Opep+ aumenta produção de petróleo após reabertura do Estreito de Ormuz
O grupo Opep+ elevará a oferta global em 188 mil barris por dia a partir de agosto, impulsionado pela normalização do fluxo marítimo no Golfo.
Pontos principais
- A Opep+ aprovou um incremento de 188 mil barris diários na produção a partir de agosto.
- A decisão foi viabilizada pela reabertura gradual do Estreito de Ormuz, anteriormente bloqueado por tensões geopolíticas.
- O aumento da oferta está condicionado à manutenção do cessar-fogo entre os Estados Unidos e o Irã.
- Os preços do petróleo Brent recuaram para a casa dos US$ 72 por barril, retornando aos patamares observados antes do conflito.
- A medida reflete a estratégia do grupo em ajustar a oferta global diante da estabilização das rotas de exportação.
- Os Emirados Árabes Unidos não participam da decisão, tendo deixado a aliança em maio para buscar maior autonomia produtiva.
- O grupo planeja avaliar em setembro a reversão completa dos cortes de oferta implementados ao longo de 2023.

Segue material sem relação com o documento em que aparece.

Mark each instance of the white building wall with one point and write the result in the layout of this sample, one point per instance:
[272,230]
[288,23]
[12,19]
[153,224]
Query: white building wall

O grupo Opep+ anunciou neste domingo a ratificação de um aumento nas metas de produção de petróleo para o mês de agosto. A medida, que prevê uma elevação de 188 mil barris por dia, foi possível graças à reabertura gradual do Estreito de Ormuz. A rota, essencial para o escoamento da produção global, havia sido interrompida devido ao agravamento das tensões entre os Estados Unidos e o Irã. Com a estabilização do fluxo marítimo e a implementação de um cessar-fogo entre as nações, o mercado reagiu com uma queda nos preços da commodity, que agora se estabilizam em torno de US$ 72 por barril, patamar registrado antes do início das hostilidades. A decisão é vista como um movimento cauteloso, mas estratégico, para gerenciar a oferta global de energia em um cenário de maior previsibilidade geopolítica. A continuidade do aumento da produção, contudo, permanece atrelada à manutenção da paz na região. Caso o cenário de estabilidade persista, o grupo avalia a possibilidade de reverter integralmente os cortes de oferta estabelecidos em 2023 durante a reunião de setembro. Vale notar que a aliança opera atualmente sem a participação dos Emirados Árabes Unidos, que se desligaram do grupo em maio visando maior liberdade em suas políticas de exploração e capacidade produtiva.